[comp.bugs.4bsd] SVR2/SunOS 3.5 cpio

rcodi@yabbie.rmit.oz (Ian Donaldson) (08/02/88)

Description:
	cpio sometimes silently refuses to link destination files back
	together.   This happens with the -p and -i options, and the
	-o option can generate an incorrect archive.

	At the end of this report is a list of other problems with cpio,
	some major, some minor.

Versions:
	The cpio supplied with SunOS 3.5 exhibits the fault.  The cpio
	supplied with the SVR2 Vax distribution also exhibits the fault.

Repeat by:
	On BSD fast-filesystems, this is easy; go to a filesystem that has more
	than 32768 inodes (practically any large one), and do this:

		rm -fr a b c
		cat </dev/null > a
		ln a b
		mkdir c
		ls a b | cpio -pdmv c

		ls -lg c

	This -may- fail if "a" has an inode number > 32767.
	What will happen is in the directory "c" you end up with two different
	files "a" and "b" that are not linked together, but have the
	same contents.  cpio also doesn't indicate that it had linked them.
	(because it didn't)

	On a System-V filesystem, you need to find a filesystem that has
	more than 32767 inodes currently allocated (not as common), and
	do the same thing.

	This fails more on BSD because of the way the inodes are allocated;
	higher i-numbers are commonplace.  On the System-V filesystem,
	inodes are allocated at the lower end of the scale.

Fix:
	Not trivial.  Best fix is to "rm /usr/bin/cpio" :-)

	A partial fix that will work with high probability is to change
	the type of "m_ino" from "short" to "ino_t" in struct "ml", routine
	postml().  This allows inodes upto number 65535 to be handled 100%,
	and above that you will get unpredictable failures, when two
	multiply-linked inodes that have the lower-16 bits of their 
	inode numbers the same end up being linked when they shouldn't be.

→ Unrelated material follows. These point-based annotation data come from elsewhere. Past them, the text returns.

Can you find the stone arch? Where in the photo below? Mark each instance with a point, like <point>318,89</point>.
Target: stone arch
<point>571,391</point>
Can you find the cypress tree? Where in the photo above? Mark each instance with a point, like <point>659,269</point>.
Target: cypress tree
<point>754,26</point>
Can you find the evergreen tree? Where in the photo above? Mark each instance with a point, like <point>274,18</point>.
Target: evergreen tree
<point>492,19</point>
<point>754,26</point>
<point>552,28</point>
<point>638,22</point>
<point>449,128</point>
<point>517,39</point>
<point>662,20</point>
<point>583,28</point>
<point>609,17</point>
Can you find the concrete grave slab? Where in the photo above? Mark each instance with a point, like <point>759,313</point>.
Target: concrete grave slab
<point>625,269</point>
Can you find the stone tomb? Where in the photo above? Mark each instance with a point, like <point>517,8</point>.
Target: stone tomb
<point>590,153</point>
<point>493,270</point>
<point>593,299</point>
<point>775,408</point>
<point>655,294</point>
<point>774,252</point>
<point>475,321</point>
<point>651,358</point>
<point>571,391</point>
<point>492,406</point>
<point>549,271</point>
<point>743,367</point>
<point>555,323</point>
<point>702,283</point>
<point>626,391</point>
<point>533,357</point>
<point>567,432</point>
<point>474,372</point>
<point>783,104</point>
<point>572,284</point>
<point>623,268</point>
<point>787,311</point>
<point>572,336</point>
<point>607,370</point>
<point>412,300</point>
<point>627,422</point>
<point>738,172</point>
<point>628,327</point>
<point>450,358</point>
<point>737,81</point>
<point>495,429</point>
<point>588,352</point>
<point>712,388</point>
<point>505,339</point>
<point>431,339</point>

	(I strongly suspect that SVR3 cpio has the above partial fix)

	A proper fix is more difficult because the cpio(5) format only
	has a 16-bit field for the inode-number, whereas BSD systems
	(at least) have 32-bit inode numbers.

	My workaround is to use the cpio(5) inode-field only when a file has
	multiple links (ie: st_nlink > 1), and generate a unique number
	bearing no relationship to the original inode number.  If the
	file has a single link or is a directory, the cpio(5) inode
	number field would be zero.

	Since cpio only uses the inode-number field when nlinks > 1, this
	should not pose a problem, and gives a maximum of 65534 multiply-linked
	files per archive, a limit that probably won't be hit quickly.
	(if there is a cpio that uses the inode-number field all the time,
	then this would be broken, but I cannot see why it should do so)

	(I strongly suspect that SVR3 cpio doesn't have this fix, since
	the inode numbers in the archive seem to match the originals
	on singly-linked files)

	The SVR2 cpio source is a complete disaster, and should be totally
	rewritten from scratch (if it hasn't already been done in SVR3).
	There are more bugs in it than you can poke a stick at!

Other-bugs:
	Among other things wrong with -this- cpio are:
	(I'm not necessarily speaking of the SunOS cpio here, but I know some
	of these bugs do apply to it)

		- disk errors could easily result in an archive being corrupted
		  because the file-size is written in the header based
		  on what stat(3) says, but the copy routine gives up copying
		  the file when it comes across a bad read from disk;
		  and doesn't pad the file out on the archive to its
		  stated size.  This means that the header for the file
		  is incorrect, and upon reading will get cpio very
		  confused.

		- somebody truncating a file that is being dumped (eg: via
		  creat() or truncate()) could result in a corrupt archive, 
		  making cpio absolutely useless for dumping live filesystems
		  (I suspect this might have been fixed in SVR3)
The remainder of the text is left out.